The ACL Fellows program recognizes members for extraordinary contributions to the field. Walker was honored "for fundamental contributions to statistical methods for dialog optimization, to centering theory, and to expressive generation for dialog."
Walker is head of the Natural Language and Dialogue Systems Lab in the Baskin School of Engineering at UC Santa Cruz. Her current research includes work on computational models of dialogue interaction and conversational agents; analysis of affect, sarcasm and other social phenomena in social media dialogue; acquiring causal knowledge from text; conversational summarization; interactive story and narrative generation; and statistical methods for training the dialogue manager and the language generation engine for dialogue systems.

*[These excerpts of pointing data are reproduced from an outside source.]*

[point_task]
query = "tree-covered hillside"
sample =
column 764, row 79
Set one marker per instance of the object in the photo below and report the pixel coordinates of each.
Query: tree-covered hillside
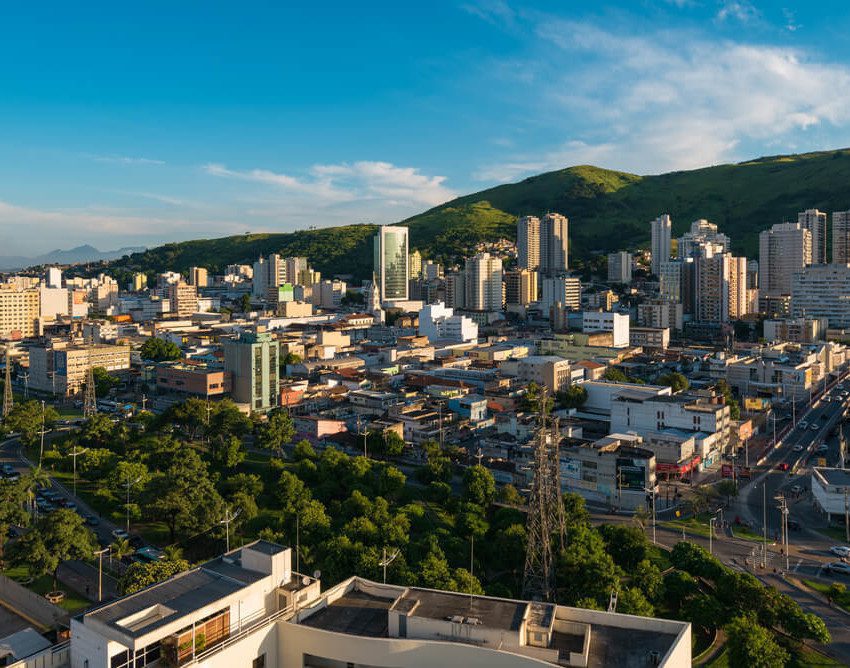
column 608, row 210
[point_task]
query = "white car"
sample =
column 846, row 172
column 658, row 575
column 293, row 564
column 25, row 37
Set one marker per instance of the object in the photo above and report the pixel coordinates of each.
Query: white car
column 838, row 567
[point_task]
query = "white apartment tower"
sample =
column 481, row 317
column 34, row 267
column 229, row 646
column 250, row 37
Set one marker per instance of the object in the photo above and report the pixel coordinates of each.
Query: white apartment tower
column 841, row 237
column 662, row 229
column 528, row 242
column 784, row 249
column 483, row 283
column 815, row 222
column 391, row 257
column 554, row 244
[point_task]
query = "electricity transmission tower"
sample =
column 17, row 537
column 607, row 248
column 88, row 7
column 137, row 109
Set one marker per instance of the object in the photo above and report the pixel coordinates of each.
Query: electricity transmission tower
column 8, row 400
column 89, row 398
column 546, row 519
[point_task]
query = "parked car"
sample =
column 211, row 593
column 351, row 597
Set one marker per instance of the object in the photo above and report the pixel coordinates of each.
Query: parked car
column 840, row 551
column 838, row 567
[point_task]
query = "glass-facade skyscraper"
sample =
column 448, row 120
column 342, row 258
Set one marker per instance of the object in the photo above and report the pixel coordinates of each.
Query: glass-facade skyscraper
column 391, row 262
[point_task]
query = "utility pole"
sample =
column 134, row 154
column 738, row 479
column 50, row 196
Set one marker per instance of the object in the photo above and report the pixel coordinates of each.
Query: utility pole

Before coming to Santa Cruz in 2009, Walker was a professor of computer science at the University of Sheffield. From 1996 to 2003, she was a principal member of the research staff at AT&T Bell Labs and AT&T Research, where she worked on the AT&T Communicator project, developing a new architecture for spoken dialogue systems and statistical methods for dialogue management and generation. Walker has published more than 200 papers and has 10 U.S. patents granted or pending. She earned a B.A. in computer and information science at UC Santa Cruz, M.S. in computer science at Stanford University, and M.A. in linguistics and Ph.D. in computer science at the University of Pennsylvania.
The Association for Computational Linguistics (ACL) is the premier international scientific and professional society for people working on computational problems involving human language, a field often referred to as either computational linguistics or natural language processing.